Druid Data Cookbook: Flattening Arrays of Complex Objects
A common problem in data that we ingest into Druid is that we may encounter arrays of nested objects, and we want to reason about specific fields within those objects. For instance, assume we have various teams for some sort of contest, and the members of a team might be represented like so:
[
{
"name": "Alice",
"gender": "F"
},
{
"name": "Bob",
"gender": "M"
},
{
"name": "Carol",
"gender": "F"
}
]
Each member has a name and some other attributes. But what if I want to get a list of all the teams that Bob is a member of? I’d need to extract an array of the relevant subfields only. How do I do this in Druid?
The naïve approach would be to write some expression like JSON_VALUE("members", '$[*].name')
. Unfortunately, Druid does not support wildcard syntax in JSONPath expressions. So if seems that we are stuck. Or are we?
Loading some data
For this tutorial, download a fresh copy of Druid 30. Run a local quickstart instance and ingest this data set:
timestamp|team|members
2024-09-01|Team 1|[{ "name": "Alice", "gender": "F" }, { "name": "Bob", "gender": "M" }, { "name": "Carol", "gender": "F" }]

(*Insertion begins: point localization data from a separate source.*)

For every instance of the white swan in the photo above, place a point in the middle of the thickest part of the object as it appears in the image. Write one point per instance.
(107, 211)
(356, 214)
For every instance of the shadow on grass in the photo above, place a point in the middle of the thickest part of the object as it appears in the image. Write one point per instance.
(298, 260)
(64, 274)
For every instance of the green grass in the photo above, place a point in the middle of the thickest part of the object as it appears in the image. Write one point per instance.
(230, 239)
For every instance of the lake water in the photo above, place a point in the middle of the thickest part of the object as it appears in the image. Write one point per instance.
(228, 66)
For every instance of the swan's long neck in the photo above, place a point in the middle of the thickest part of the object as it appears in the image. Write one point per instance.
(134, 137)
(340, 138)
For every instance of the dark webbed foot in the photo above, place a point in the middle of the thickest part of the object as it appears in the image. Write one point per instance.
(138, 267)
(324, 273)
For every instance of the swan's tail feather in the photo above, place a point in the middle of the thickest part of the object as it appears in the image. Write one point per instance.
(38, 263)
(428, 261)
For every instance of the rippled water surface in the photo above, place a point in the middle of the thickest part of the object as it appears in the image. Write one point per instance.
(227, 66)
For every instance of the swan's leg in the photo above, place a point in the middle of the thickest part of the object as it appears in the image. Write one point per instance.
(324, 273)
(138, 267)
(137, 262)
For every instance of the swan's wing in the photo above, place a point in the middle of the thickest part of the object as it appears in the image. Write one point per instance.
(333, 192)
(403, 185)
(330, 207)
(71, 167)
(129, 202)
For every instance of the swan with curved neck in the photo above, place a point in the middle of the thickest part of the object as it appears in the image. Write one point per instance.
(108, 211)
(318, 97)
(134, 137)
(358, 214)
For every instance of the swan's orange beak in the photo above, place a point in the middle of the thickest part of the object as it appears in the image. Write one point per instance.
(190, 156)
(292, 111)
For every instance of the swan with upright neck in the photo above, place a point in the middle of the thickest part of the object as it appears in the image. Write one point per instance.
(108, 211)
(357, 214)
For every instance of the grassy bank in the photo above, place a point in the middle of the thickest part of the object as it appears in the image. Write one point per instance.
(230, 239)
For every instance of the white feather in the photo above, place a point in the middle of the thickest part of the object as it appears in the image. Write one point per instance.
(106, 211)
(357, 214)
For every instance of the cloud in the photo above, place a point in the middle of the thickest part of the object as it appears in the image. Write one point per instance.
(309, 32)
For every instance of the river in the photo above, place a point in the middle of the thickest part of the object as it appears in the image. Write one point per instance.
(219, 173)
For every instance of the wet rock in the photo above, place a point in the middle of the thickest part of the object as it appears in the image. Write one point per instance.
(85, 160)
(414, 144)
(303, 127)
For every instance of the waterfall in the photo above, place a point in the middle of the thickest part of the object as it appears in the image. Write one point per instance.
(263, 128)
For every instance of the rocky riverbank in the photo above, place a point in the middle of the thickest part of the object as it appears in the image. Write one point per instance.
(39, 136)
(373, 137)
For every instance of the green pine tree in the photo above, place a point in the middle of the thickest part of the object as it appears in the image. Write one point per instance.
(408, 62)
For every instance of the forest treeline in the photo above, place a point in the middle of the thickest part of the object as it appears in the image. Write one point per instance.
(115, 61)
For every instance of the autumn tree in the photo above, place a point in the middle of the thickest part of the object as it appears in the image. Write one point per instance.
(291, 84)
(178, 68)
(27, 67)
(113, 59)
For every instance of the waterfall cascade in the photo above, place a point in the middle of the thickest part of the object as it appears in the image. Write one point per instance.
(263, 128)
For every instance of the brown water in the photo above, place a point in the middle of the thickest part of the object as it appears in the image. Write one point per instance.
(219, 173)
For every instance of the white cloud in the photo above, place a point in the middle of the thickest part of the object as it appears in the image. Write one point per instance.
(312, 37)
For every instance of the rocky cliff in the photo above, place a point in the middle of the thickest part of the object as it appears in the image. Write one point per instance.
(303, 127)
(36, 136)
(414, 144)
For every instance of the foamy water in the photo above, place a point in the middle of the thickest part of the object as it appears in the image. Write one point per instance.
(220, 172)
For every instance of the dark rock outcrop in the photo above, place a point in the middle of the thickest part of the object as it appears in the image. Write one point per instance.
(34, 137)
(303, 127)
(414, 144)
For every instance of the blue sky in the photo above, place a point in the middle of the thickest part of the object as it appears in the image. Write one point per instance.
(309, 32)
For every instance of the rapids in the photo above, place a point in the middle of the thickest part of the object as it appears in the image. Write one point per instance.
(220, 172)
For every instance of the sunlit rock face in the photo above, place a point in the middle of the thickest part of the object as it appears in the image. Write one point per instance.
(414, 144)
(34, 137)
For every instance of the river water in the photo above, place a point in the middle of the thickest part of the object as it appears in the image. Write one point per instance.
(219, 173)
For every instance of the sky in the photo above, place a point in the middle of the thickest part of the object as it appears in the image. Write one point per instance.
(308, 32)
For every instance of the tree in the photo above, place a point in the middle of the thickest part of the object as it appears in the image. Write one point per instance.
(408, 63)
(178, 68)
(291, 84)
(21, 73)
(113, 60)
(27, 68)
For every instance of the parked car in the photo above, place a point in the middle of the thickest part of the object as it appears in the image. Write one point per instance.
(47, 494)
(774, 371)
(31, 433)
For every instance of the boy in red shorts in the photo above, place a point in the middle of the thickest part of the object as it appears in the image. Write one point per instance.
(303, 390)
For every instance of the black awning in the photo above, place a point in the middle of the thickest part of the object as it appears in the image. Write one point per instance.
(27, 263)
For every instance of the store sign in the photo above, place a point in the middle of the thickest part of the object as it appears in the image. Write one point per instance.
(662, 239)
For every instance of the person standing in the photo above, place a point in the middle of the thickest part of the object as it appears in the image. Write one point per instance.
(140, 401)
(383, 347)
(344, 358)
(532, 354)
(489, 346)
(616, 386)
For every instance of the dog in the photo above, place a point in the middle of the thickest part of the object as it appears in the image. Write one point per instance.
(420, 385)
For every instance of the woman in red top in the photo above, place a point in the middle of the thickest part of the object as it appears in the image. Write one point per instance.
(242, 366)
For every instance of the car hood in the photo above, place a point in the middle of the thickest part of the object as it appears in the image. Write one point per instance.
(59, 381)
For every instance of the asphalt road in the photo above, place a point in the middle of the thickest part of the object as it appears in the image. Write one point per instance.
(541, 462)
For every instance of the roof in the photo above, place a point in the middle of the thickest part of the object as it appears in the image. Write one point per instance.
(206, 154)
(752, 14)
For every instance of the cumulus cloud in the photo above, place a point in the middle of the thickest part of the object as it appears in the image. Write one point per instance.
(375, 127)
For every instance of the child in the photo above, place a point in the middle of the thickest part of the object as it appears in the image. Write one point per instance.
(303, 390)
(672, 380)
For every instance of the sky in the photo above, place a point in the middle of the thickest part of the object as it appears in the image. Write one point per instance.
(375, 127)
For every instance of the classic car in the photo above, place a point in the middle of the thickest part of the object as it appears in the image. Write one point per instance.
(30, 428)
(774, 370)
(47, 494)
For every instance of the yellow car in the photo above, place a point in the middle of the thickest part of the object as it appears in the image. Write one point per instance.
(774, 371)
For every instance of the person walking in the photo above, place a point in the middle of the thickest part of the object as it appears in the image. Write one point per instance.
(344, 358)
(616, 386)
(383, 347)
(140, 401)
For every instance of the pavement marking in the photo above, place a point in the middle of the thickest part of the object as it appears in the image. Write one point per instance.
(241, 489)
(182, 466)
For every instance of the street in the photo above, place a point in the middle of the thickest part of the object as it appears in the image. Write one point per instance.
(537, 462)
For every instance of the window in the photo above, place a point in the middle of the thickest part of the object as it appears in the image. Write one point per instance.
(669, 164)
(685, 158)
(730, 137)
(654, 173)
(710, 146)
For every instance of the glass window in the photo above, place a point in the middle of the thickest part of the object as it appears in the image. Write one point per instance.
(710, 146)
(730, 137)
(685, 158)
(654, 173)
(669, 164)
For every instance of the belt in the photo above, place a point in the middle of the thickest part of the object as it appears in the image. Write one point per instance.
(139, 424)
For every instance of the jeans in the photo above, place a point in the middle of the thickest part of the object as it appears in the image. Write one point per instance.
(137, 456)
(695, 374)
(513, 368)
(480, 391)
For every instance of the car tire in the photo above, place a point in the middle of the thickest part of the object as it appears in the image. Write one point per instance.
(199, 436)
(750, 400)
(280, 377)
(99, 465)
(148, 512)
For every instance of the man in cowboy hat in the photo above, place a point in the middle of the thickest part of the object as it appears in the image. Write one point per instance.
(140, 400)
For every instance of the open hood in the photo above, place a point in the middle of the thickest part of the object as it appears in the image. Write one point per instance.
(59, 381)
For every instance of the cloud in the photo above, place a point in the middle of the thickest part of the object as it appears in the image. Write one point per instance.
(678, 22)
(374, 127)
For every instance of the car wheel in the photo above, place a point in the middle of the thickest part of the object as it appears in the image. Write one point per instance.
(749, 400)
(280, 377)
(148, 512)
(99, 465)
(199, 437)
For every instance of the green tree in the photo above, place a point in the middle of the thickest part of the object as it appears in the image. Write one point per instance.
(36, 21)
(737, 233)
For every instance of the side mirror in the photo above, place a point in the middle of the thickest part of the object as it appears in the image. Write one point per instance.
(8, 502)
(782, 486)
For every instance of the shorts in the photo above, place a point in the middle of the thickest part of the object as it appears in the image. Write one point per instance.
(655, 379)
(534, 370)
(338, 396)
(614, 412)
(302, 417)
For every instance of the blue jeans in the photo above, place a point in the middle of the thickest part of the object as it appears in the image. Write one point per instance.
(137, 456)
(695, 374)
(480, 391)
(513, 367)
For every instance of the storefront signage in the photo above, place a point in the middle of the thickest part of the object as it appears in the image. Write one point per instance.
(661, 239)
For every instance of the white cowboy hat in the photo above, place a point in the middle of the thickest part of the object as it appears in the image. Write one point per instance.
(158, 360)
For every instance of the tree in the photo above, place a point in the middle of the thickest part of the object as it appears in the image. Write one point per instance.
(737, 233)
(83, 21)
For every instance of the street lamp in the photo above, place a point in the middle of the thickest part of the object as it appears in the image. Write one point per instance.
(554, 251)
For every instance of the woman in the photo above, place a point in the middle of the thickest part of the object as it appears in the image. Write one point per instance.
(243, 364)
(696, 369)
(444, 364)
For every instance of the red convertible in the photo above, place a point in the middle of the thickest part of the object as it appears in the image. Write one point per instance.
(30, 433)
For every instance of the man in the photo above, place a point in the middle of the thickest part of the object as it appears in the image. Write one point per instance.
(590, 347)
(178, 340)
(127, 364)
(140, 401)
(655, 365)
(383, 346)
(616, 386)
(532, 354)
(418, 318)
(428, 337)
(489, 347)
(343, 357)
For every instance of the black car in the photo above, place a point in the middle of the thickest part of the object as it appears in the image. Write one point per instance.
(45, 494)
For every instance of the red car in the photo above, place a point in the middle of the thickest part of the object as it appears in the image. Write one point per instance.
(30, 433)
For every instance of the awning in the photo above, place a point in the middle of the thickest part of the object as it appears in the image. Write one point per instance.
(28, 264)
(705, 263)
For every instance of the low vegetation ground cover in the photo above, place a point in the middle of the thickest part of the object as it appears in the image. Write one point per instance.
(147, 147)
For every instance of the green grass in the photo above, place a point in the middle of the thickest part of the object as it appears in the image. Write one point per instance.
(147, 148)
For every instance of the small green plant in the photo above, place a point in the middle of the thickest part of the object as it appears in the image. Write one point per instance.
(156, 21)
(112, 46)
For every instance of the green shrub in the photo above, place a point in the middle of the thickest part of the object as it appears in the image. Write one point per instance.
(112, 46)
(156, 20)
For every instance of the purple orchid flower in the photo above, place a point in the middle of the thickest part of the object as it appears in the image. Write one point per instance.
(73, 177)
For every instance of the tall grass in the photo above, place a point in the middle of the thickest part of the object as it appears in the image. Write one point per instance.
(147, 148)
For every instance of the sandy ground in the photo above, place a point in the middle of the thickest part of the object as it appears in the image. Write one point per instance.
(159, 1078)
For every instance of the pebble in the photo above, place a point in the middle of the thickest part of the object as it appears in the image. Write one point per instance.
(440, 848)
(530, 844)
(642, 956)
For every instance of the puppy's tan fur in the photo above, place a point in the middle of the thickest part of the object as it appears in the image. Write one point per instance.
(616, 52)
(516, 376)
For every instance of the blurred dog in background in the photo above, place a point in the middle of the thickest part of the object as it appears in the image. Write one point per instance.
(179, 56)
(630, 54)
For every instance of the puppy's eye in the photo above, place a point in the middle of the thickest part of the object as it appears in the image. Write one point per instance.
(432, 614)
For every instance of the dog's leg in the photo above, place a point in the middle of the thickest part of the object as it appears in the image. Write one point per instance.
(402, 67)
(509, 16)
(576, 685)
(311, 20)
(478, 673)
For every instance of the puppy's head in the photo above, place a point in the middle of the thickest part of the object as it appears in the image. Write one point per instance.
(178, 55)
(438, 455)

2024-09-01|Team 2|[{ "name": "Dan", "gender": "M" }, { "name": "Eve", "gender": "F" }, { "name": "Frank", "gender": "M" }]
If you use the SQL wizard, choose the TSV parser and set the separator character to |
. Also, make sure that you add the PARSE_JSON
function to the expression for the members
column:
Or just use this SQL:
REPLACE INTO "teams_data" OVERWRITE ALL
WITH "ext" AS (
SELECT *
FROM TABLE(
EXTERN(
'{"type":"inline","data":"timestamp|team|members\n2024-09-01|Team 1|[{ \"name\": \"Alice\", \"gender\": \"F\" }, { \"name\": \"Bob\", \"gender\": \"M\" }, { \"name\": \"Carol\", \"gender\": \"F\" }]\n2024-09-01|Team 2|[{ \"name\": \"Dan\", \"gender\": \"M\" }, { \"name\": \"Eve\", \"gender\": \"F\" }, { \"name\": \"Frank\", \"gender\": \"M\" }]"}',
'{"type":"tsv","delimiter":"|","findColumnsFromHeader":true}'
)
) EXTEND ("timestamp" VARCHAR, "team" VARCHAR, "members" VARCHAR)
)
SELECT
TIME_PARSE(TRIM("timestamp")) AS "__time",
"team",
PARSE_JSON("members") AS "members"
FROM "ext"
PARTITIONED BY DAY
Querying the data
Let’s first unnest the members
data into individual rows. Unfortunately, we cannot just apply UNNEST("members")
. This is because Druid has no way of knowing that the value of members
is always an array. In an earlier post I described the problem and how to solve it using JSON_QUERY_ARRAY
:
SELECT
t."__time",
t."team",
r."member_rec"
FROM "teams_data" t CROSS JOIN UNNEST(JSON_QUERY_ARRAY("members", '$')) AS r(member_rec)
Use this query as a common table expression and group the values back in the main query:
WITH cte AS (
SELECT
t."__time",
t."team",
r."member_rec"
FROM "teams_data" t CROSS JOIN UNNEST(JSON_QUERY_ARRAY("members", '$')) AS r(member_rec)
)
SELECT team, ARRAY_AGG(JSON_VALUE(member_rec, '$.name')) AS member_names
FROM cte
GROUP BY team
As you can see, this query yields a list of member names for each team - just what we wanted to get.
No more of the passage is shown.